In Consideration of Thanksgiving
The IDEA of Thanksgiving is a very appealing one. Family and friends gathered around a table giving thanks for the harvest. And no commercial overtones.
The history, however, is an abomination. Not the history most of us learned in school about the hungry pilgrims and helpful Indians. But the real history of a genocide.
Until I moved to Taos it was my favorite holiday. All about food, family, friendship, and gratitude, and only food to shop for. I didn't really believe much of what I was taught in school and stopped considering history in regards to this holiday long ago. But once in Taos and publishing a regional magazine, all that changed.
Taos is home to the Taos Pueblo, a community which has inhabited this one piece of land for at least a thousand years. Anyone who lives here MUST reframe certain things taken for granted in most of the rest of America. One of those things is the meaning of Thanksgiving as an American holiday. Because the story you know and live as an indigenous person is very different from what white children were taught and are still being taught in school.
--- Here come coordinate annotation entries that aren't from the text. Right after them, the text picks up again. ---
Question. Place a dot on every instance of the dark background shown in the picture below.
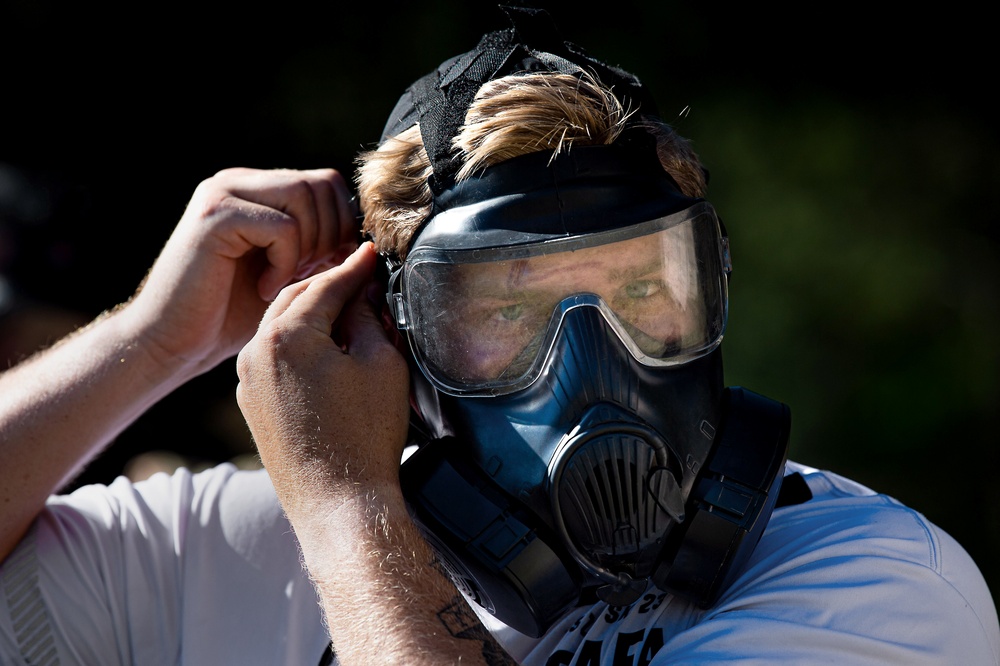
(852, 155)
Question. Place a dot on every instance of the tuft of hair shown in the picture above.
(509, 117)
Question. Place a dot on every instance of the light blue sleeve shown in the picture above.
(848, 577)
(189, 568)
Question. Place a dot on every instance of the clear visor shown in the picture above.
(482, 321)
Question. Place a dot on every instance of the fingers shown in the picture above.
(303, 219)
(320, 300)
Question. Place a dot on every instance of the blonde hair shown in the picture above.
(509, 117)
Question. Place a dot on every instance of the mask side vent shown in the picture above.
(616, 498)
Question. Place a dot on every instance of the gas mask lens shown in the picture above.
(481, 321)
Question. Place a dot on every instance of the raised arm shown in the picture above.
(245, 235)
(326, 396)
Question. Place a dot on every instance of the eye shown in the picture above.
(512, 312)
(642, 288)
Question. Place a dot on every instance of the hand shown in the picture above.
(245, 234)
(325, 392)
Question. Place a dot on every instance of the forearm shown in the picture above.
(61, 407)
(385, 597)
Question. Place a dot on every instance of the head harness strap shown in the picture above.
(440, 100)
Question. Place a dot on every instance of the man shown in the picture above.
(554, 259)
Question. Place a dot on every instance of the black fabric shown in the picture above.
(794, 490)
(439, 100)
(327, 658)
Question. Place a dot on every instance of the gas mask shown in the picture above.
(565, 318)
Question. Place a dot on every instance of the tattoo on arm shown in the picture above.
(462, 622)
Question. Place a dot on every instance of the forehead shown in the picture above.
(621, 261)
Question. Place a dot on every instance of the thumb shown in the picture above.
(360, 330)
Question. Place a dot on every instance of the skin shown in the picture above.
(317, 358)
(244, 235)
(320, 358)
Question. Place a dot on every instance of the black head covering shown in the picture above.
(439, 100)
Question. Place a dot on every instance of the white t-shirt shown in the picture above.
(203, 569)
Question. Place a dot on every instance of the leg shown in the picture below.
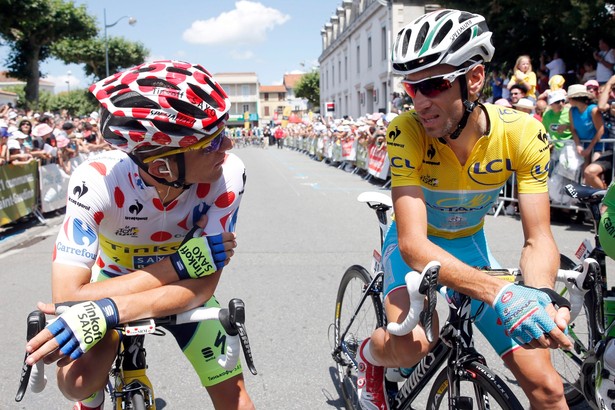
(90, 372)
(230, 394)
(537, 377)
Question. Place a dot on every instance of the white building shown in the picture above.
(355, 69)
(243, 91)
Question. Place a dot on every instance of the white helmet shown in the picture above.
(442, 37)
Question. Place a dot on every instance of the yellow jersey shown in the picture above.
(458, 196)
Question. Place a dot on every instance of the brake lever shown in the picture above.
(35, 323)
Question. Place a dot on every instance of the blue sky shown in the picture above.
(268, 37)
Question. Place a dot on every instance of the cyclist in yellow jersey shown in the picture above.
(449, 159)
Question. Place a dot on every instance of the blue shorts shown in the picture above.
(472, 250)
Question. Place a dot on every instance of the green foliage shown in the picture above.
(77, 102)
(30, 27)
(308, 87)
(91, 52)
(571, 27)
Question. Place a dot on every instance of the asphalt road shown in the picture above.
(299, 228)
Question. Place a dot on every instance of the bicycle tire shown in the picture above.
(136, 400)
(479, 381)
(367, 319)
(568, 363)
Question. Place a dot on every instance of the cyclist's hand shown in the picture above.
(527, 314)
(75, 331)
(200, 256)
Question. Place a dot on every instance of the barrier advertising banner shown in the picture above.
(18, 189)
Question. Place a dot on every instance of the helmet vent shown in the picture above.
(205, 96)
(133, 99)
(421, 36)
(442, 33)
(179, 70)
(156, 82)
(462, 40)
(186, 108)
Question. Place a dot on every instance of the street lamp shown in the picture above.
(131, 20)
(68, 74)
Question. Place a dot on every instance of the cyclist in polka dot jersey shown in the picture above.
(129, 212)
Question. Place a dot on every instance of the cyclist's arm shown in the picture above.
(417, 250)
(539, 256)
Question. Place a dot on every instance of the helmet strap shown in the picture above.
(469, 107)
(180, 182)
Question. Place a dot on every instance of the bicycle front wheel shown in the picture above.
(358, 312)
(568, 363)
(136, 400)
(480, 388)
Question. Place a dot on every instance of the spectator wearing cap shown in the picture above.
(556, 120)
(525, 105)
(18, 153)
(586, 123)
(45, 132)
(593, 87)
(517, 91)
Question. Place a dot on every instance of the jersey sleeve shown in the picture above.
(77, 240)
(533, 156)
(405, 148)
(222, 215)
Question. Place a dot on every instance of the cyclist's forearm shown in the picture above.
(166, 300)
(70, 283)
(453, 273)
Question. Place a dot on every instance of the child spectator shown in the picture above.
(523, 75)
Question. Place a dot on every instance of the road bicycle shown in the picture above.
(129, 387)
(466, 381)
(581, 368)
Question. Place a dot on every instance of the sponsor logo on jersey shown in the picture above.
(61, 247)
(431, 153)
(77, 193)
(131, 231)
(463, 204)
(140, 262)
(399, 162)
(428, 180)
(482, 173)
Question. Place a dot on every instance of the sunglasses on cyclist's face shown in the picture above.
(433, 86)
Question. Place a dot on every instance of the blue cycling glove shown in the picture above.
(522, 312)
(83, 325)
(199, 256)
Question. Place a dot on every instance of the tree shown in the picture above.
(308, 87)
(31, 27)
(571, 27)
(91, 52)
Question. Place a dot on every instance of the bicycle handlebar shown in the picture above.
(419, 285)
(232, 319)
(577, 282)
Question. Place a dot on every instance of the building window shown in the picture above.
(383, 44)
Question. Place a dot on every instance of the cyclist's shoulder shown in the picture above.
(508, 126)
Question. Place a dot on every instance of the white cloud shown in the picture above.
(248, 23)
(241, 55)
(62, 82)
It is the story of an attempted genocide. I say attempted because, in the end, it failed. We know that only because the First Peoples are still here, as a living nation, not as a museum exhibit. Their opinion of this holiday matters.
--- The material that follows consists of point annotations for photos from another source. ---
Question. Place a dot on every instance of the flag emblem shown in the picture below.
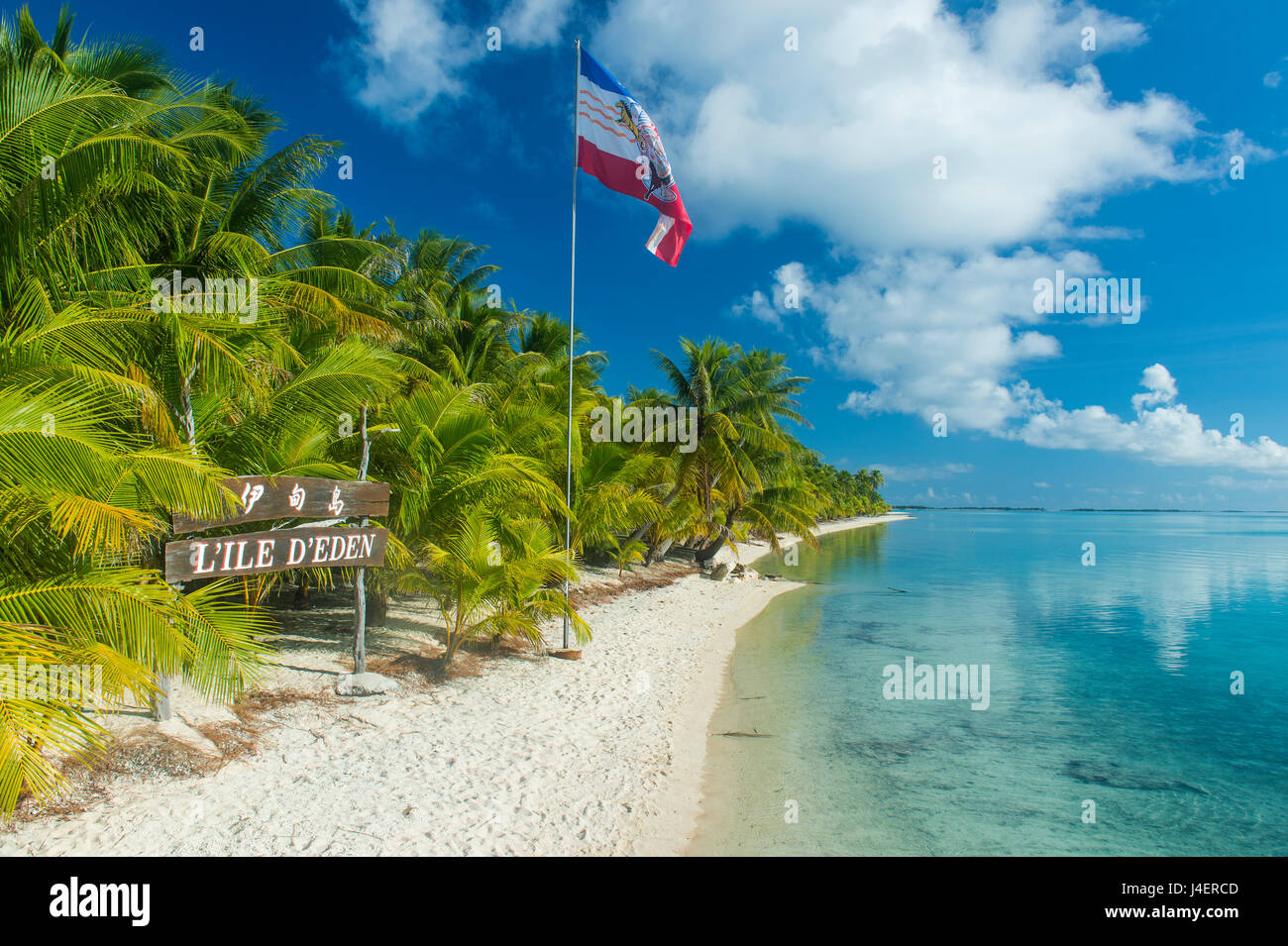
(618, 145)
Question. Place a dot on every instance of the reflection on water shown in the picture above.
(1111, 686)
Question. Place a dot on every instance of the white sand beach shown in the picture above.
(532, 756)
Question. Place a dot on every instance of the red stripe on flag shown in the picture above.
(618, 174)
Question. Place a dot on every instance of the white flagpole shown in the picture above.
(572, 300)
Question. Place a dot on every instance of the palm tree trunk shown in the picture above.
(360, 581)
(666, 503)
(161, 705)
(707, 554)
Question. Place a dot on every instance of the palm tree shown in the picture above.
(496, 581)
(737, 400)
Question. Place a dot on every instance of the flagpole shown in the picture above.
(572, 301)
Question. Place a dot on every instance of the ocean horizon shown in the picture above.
(1136, 679)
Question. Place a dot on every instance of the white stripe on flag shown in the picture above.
(664, 227)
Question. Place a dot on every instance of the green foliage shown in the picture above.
(123, 403)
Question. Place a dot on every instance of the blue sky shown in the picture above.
(810, 171)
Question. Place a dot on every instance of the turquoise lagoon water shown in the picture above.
(1108, 683)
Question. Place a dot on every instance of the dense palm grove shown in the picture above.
(369, 352)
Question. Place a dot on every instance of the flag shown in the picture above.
(618, 143)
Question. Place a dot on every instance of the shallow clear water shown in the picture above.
(1108, 683)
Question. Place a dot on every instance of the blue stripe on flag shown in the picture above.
(600, 76)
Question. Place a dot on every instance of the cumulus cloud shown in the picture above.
(844, 133)
(533, 22)
(931, 334)
(410, 55)
(1163, 431)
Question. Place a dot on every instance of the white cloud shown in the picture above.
(931, 334)
(842, 133)
(533, 22)
(1163, 431)
(410, 55)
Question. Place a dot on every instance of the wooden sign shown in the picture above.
(287, 497)
(256, 553)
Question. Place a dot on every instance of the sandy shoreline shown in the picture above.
(533, 756)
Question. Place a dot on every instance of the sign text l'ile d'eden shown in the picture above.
(279, 550)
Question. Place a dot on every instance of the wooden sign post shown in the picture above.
(279, 550)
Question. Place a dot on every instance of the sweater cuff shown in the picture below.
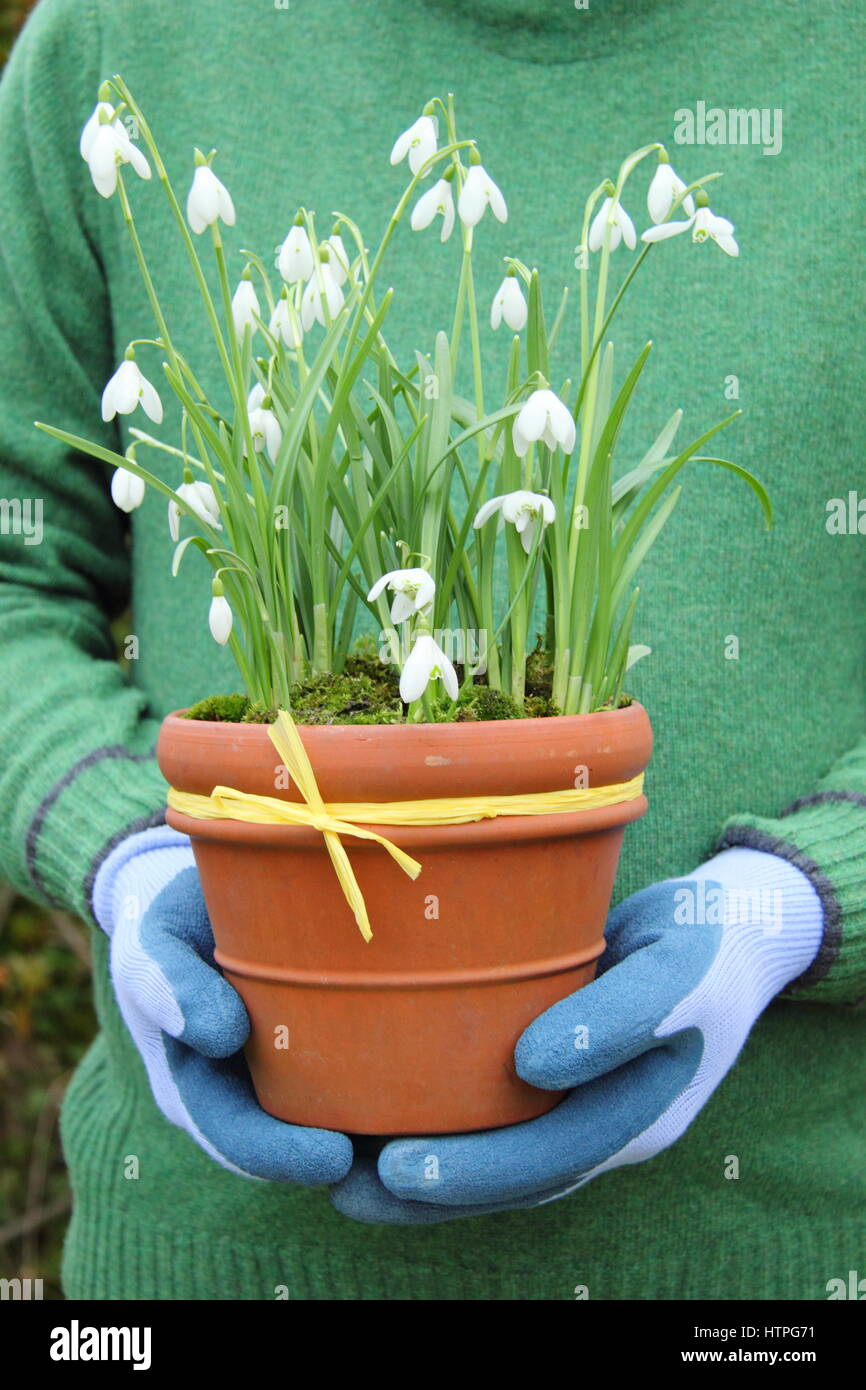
(106, 795)
(824, 837)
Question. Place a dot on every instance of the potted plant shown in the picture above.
(459, 779)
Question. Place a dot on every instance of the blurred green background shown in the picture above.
(46, 1022)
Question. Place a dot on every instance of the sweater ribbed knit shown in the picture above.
(758, 741)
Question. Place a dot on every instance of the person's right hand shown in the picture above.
(186, 1020)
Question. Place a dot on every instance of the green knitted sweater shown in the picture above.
(758, 742)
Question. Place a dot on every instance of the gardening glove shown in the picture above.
(688, 966)
(186, 1020)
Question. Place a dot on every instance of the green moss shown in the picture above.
(346, 699)
(540, 674)
(484, 704)
(367, 692)
(540, 706)
(224, 709)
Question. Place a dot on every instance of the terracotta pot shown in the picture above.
(413, 1032)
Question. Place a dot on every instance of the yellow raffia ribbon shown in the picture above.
(339, 818)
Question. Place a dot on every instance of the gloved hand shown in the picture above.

I still want to have a shared autumn feast to begin the holidays and to celebrate the harvest. I am sure there must be something we could do to change the basic nature of this feast, and to split it apart from the bloody history. For me, once I am back among people again, it will entail careful selection of food and guests, appreciation for the gift of bounty from the earth, and a complete shut-down of commercial pursuits, for this one day if nothing else. I just won't call it "Thanksgiving", no matter how innocuous that name sounds to my white ears.